Not all AI guardrails should be about safety and privacy. Some should be about its emotional impact on humans and human interactions. A recent research by Harvard Kennedy School says:

They found that daily or frequent use of AI is significantly associated with greater levels of depressive symptoms. The odds of reporting moderate depression were 30% higher among people who used AI each day. The researchers found similar patterns for symptoms of anxiety and irritability. The odds of reporting at least moderate depression were 50% greater for people aged 45-65 who used AI daily.
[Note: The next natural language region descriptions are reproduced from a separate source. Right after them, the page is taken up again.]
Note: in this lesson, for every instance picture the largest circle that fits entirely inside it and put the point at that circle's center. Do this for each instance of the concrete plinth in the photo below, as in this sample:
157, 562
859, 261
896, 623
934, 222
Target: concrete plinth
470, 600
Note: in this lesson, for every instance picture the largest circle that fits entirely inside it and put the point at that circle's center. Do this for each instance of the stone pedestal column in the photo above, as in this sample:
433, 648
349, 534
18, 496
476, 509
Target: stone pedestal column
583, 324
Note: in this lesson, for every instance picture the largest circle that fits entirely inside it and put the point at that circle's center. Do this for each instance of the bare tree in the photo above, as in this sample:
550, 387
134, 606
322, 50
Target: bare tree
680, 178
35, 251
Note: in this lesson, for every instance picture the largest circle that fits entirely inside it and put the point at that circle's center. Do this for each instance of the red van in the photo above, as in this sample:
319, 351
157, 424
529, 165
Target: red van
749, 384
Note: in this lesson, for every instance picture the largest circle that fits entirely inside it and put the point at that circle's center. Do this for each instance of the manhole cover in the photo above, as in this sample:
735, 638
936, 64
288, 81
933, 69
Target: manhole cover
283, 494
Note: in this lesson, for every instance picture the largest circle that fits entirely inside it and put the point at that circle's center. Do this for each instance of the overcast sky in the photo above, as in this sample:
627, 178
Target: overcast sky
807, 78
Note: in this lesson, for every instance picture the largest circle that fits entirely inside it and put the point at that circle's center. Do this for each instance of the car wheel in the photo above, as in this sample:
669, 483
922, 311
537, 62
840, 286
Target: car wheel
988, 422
The researchers also found that frequent AI use is that more common among certain groups, including:

  • Men
  • Younger adults
  • People in cities
  • People with higher levels of education
  • People with higher incomes

Cyber Psychosis

Y Combinator CEO Garry Tan said at a SXSW event that he had “cyber psychosis” and sleeps four hours a night because he wants to manage the 10 agents he has working on three different projects.

Attachment

In addition, AI chatbots and companions are increasingly configured to simulate empathy, offering users nonjudgmental responses and continual validation (Brandtzaeg, P. B., et al., Human Communication Research, Vol. 48, No. 3, 2022opens in new window). The more humanlike an AI appears in language, appearance, and behavior, the more users ascribe consciousness to it (Guingrich, R. E., & Graziano, M. S. A., Frontiers in Psychology, Vol. 15, 2024).

Final Thoughts

  • Acknowledge the hidden problem and lack of a silver bullet. You’re not alone in your thoughts.
  • With AI, now more than ever, push for slower pace of development. Otherwise burnouts will follow.
  • Schedule time with your work friends. Have social hours, book clubs, group activities, competitions that aren’t just another hackathon. Culture matters more than ever. But then leave work at 5pm and spend time on yourself, family, meditation and exercise.
  • Remove noise and constant notifications and AI news checking. The good / important will find their way to you with some delay. As long as you know how to prompt, create a spec and skill, and wire things up then you’re mostly good
  • Much like a parent who has lost the connection with their children, some people actually miss being asked about how to do things and how things work. More importantly they miss that human connection. We shouldn’t feel shy to ask people things. They like providing you with answers and more importantly engaging with another human.